Despite the strong finish, it was a rocky year for MLPs, which hit their peak on April 28th. The S&P 500 hit its peak on April 29th (1363.61), the difference is, MLPs have retraced almost 100% of the subsequent drop, while the S&P 500 closed flat for the year. The S&P 500 finished up 11.1% for the 4th quarter, MLPs finished the year with a 14.5% 4th quarter (not including distributions). MLP Index had total return of 16.3% in the 4th quarter, the 4th best quarter ever for the Index and largest since the 4th quarter of 2009. MLP Index finished December up 5.7%, the second best quarter of the year (after 9.6% in October). For the year, MLP Index had a total return of 13.9%, its 10th positive year in the last 12.
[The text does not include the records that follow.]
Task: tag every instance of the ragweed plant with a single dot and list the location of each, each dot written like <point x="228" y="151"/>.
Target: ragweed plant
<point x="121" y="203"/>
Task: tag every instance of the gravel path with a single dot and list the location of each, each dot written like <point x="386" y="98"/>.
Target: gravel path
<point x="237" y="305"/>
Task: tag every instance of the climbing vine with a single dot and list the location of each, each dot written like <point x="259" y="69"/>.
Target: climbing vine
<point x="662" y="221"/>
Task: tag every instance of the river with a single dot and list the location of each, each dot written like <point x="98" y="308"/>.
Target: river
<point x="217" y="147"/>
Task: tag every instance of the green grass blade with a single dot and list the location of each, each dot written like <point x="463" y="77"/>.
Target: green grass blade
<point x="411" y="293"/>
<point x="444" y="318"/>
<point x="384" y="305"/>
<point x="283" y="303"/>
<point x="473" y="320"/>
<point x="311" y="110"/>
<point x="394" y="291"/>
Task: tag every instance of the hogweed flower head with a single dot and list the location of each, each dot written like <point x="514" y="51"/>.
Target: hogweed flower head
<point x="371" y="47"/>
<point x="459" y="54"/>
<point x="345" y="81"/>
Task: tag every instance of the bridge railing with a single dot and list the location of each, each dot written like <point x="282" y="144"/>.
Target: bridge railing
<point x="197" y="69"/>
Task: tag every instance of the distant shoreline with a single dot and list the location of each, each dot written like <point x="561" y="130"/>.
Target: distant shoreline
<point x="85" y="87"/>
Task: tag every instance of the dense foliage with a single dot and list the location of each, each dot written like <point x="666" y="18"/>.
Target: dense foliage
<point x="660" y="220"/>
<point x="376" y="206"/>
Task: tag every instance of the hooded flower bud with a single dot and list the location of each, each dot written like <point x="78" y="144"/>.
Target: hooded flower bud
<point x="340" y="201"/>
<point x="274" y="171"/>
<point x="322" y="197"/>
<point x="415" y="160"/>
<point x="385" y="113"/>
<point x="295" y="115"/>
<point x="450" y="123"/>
The darkest day of the year for S&P 500 was on October 3rd, when it closed below 1100, before rallying 100+ point the next 7 trading days. The low of the year for MLPs was August 8th, when the index closed at 315.91, 13% lower than it began the year and 19% from its peak. Since that day, MLP index has gained 23.4%.
What worked in 2011?
Last year (2010), only one of the 59 MLPs I was tracking had a negative year. This year, 28 of the 70 MLPs that I track (40%) had negative total returns this year. Only 1 of the top 10 largest MLPs was negative for the year (ETP), but five of the next 10 largest MLPs (10-20) had a negative year.
What will work in 2012?
Winners and Losers This Week
CHKM led MLPs higher this week, helped by the announcement of a $865 million acquisition from its parent company, CHK (press release). The deal was funded with $600 million in debt and $265 million in equity issued directly to CHK. Biggest loser of the week was STON, basically taken down by a short seller’s public hit piece, detailed and discussed here.
News of the MLP World
Only other piece of news beyond the CHKM deal was EPD’s sale of $825 million of its ETE units. EPD took advantage of prices for ETE not seen since early August, and received approximately $36.25 per unit, or about a 9% discount to the price per unit the day before the announcement. ETE reacted positively initially, closing Tuesday up 3.5%, but drifted lower the rest of the week, closing up 2.0% for the week.
All else being equal, ETE is a more attractive company without the overhang from the EPD-owned units (overhang meaning the market knows EPD is out there holding more than $1.1 billion of their units, and will eventually sell). After the transaction, EPD still holds 7.6 million units worth more than $300 million, so there is still some equity overhang out there. It’s a great deal for EPD, which collects $825 million in proceeds, funding a substantial portion of its capital budget without causing volatility for EPD unit holders.
EPD has done an excellent job in recent years of tapping alternative sources of cash to equity offerings. In addition to periodically selling ETE units it owns, EPD has steadily grown its coverage ratio (i.e. they have decreased percentage payout and retain more operating cash flow) to reduce its equity capital needs, and has tried hybrid junior subordinated notes in 2007. “Necessity is the mother of creation” as they say, and as the largest MLP out there, EPD needed a way to avoid having issued $2.0+ billion of equity each year to keep growing, in a still developing MLP equity capital market that only issues around $20 billion of equity each year as a sector.
Disclosure: The information in this article is not meant to be financial advice, we are not your financial advisor and I am posting my comments for informational purposes only.